// Health Benefits of Heat Therapy for Athletes
With our environmental temperature staying in a narrow band year-round certain natural bodily processes go dormant. To thrive as a resilient organism, we need to reintroduce ourselves to extremes. While ice baths have gotten a lot of press in the past few years and the cold does provide a lot of health benefits, deliberate heat exposure has an even greater body of scientific and anecdotal evidence to back it up. So here goes with a guide to why you should get hot on a regular basis, and how a hot bath can help your athletes heart and brain health.
Who Wants to Get All Hot and Bothered?
At face value, getting hot doesn’t seem that great, does it? That is unless you live in a part of the world where you’re struggling through an almost Narnia-level of perma-winter. Warm, sure, but not hot. Yet our bodies are designed to not only function in extreme heat, but also to thrive in it. We’ve just become too accustomed to staying cool in thermostat-controlled scenarios 24/7/365, so now getting even a little warmer than we’re used to can make people freak the heck out (like Ron Burgundy when he declares, “It’s so damn hot. Milk was a bad choice” in Anchorman).
There are plenty of good reasons why Native Americans embraced sweat lodges, Scandinavians swear by their saunas, and Japanese men, women, and even snow monkeys (yeah, you’re reading that right – check out this video) flock to onsens, aka hot springs. Such regular exposure to hot air and water has more than 50 years of scientific studies to back up its efficacy – more on this in a moment – but indigenous peoples the world over kept getting hot because they instinctively knew that it kept them happier, healthier, and less stressed out.

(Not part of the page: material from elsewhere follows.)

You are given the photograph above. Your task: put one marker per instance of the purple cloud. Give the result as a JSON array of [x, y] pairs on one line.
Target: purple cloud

There could well be several mechanisms at work here, but one of the primary ones involves heat shock proteins (HSPs). For 98 percent of human history, our ancestors were regularly exposed to the heat. It’s only since the advent of the Industrial Revolution and the innovations-turned-crutches that came after it that we stopped getting hot, unless you’re a runner who trains in Death Valley or a similar climate, of course. The upshot? Our HSPs have gone into sleep mode, and with them a powerful way to regulate our immunity, deal with internal and external stressors, and so on. The good news is that you can wake up those sleepy HSPs by simply getting hot two or three times a week (caveat: if you have a pre existing medical condition, please check with your doctor first, and follow the Russian example of drinking water with a pinch of sea salt instead of alcohol while you’re steaming or soaking to make sure you stay hydrated).
Heat Therapy Benefits for the Heart and Brain
There’s a bevy of evidence to suggest that whether you want to ward off colds and the flu, reduce your risk of a heart attack, or just boost your overall well being, you’d do well to take a soak or a stint in the sauna.
A long-term study of 2,315 men in Finland followed them from middle age until they became elderly. While regular sauna use didn’t make these fine fellows immortal or reverse the aging process (beware any snake oil salesman who claims otherwise about their pill, potion, or daily practice), it did reduce their risk of cardiovascular disease (37 percent) and all-cause mortality (40 percent – note that other lifestyle factors like exercise and diet may have had some impact on this number). What’s fascinating is that the men who took part in the study didn’t reach the point of diminishing returns until five sessions a week. Summary? A little heat exposure is good, and more (four times a week for around 19 minutes each session seems to be the sweet spot, if you can swing it) is better.
Another group of researchers evaluated 1,617 people, and noted that participants who used a sauna at least four times a week reduced their risk of having high blood pressure (aka hypertension) by 47 percent. And consistent heat exposure doesn’t only help the body, but also the brain. A third study – again from Finnish scientists, who published their work in the journal Age and Aging – concluded that people who visit the sauna four to seven times (is anyone else detecting a pattern here?) each week were 66 percent less likely to develop Alzheimer’s and/or dementia.
How to Get Started with Heat Therapy?
If your athletes have access to a sauna, have them get in at around 180 degrees for five to 10 minutes, and build up gradually to 19 minutes at 220 degrees or more. If you can hit the heat four times a week or more like those relaxed, healthy-as-a-horse Finns, then all the better. If they do not have access to a sauna simply taking a soak in a hot tub or warm bath for 20 to 45 minutes works. This might not trigger all of the same responses as 20 minutes in a dry or infrared sauna, but will spur heat shock proteins into action. And if they can’t train because of illness, injury, or being stuck at home, you can keep growth hormone levels high and preserve muscle mass without even leaving the bathroom.